Tuesday, April 03, 2007

I know my belief to the answer of this question. I have felt it in my heart. I know that God is a loving God. I don't care what you call God. Just for the sake of acknowleding that i live in the US and here most people use the word God, I am doing so. But I am pained. I am looking at posts from some very dear, honest, loving, kind people who are trying their best to make their way through this web of life and at the same time being preached at or taught that God is a Vengeful God. An angry God. And I don't agree. Ok, I know this is just an opinion, despite what we all want to believe, I suppose that none of us can totally know what God is. It is like the story of 5 people touching an elephant and describing what they feel as if it were the sum total of the whole elephant rather than just the part that they can touch, feel, and understand. And they can fight with each other and argue that their view is the correct view. And they can all actually be right.

And yet, this issue still pushes my buttons. it is my belief that some churches abuse their power and preach fear and tribulation to keep their parishioners under the control and power of the church.
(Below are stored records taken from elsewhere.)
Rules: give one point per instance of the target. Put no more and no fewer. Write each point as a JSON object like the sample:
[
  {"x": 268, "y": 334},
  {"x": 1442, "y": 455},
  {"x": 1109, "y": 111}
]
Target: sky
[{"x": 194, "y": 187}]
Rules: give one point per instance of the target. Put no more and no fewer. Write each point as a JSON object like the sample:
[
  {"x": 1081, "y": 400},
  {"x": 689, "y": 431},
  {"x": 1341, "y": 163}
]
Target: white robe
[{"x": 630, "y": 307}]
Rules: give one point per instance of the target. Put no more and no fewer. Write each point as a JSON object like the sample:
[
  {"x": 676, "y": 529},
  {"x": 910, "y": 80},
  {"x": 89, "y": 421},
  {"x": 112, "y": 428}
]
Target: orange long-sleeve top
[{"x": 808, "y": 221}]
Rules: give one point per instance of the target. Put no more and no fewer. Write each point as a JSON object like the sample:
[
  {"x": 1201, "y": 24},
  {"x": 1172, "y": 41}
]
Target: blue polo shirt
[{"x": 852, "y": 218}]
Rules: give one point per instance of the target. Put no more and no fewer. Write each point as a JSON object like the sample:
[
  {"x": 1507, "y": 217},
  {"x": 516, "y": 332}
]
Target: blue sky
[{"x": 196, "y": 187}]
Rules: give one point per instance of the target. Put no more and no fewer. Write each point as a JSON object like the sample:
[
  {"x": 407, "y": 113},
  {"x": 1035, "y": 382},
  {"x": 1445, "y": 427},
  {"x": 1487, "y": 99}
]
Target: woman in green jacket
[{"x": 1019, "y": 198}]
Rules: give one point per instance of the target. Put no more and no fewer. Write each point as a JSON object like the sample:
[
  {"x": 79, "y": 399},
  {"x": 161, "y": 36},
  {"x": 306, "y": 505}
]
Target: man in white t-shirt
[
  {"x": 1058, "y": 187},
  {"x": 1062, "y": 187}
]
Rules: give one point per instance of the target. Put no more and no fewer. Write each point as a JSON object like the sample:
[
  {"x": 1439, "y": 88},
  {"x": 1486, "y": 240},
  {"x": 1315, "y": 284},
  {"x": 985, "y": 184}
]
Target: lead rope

Ok, no spit balls please. I am just stating an opionion. I don't want to offend. I don't mean to hurt anyone. I just have to wonder.....

Many people call God, the Father. And equate our relationship to God as Father/Child. Now as a parent of two wonderful but challenging kids, I can't help but wonder, if we are Gods "children" or if God loves us as "children", then why would his love be less than my love for my children. After all, being human, my love should not be as deep, strong, and consistent as God's. My buttons get pushed. I get tired. My body chemicals get screwed up. And sometimes, I am not in that loving place. But no matter what my children do I will love them. I WILL LOVE THEM. They are my children. They may eat the wrong foods, have sex before they should, experiment with drugs, call people names, think ugly thoughts, hurt one another, have feelings of jealousy, resentment, anger. They may even murder someone. I hope not. I want the best for my kids. But I don't care what they do. I WILL LOVE THEM. You can't make me stop. They can't make me stop. So why would God be Vengeful?? Why would God withhold love from me because I have ugly thoughts, because I break the law and go 9miles over the speed limit, because sometimes I feel hate, because I am not perfect, because I don't follow the rules that some church made up somewhere. Why would God give me free will if all that meant was that God was going to punish me for choosing other than the Right thing.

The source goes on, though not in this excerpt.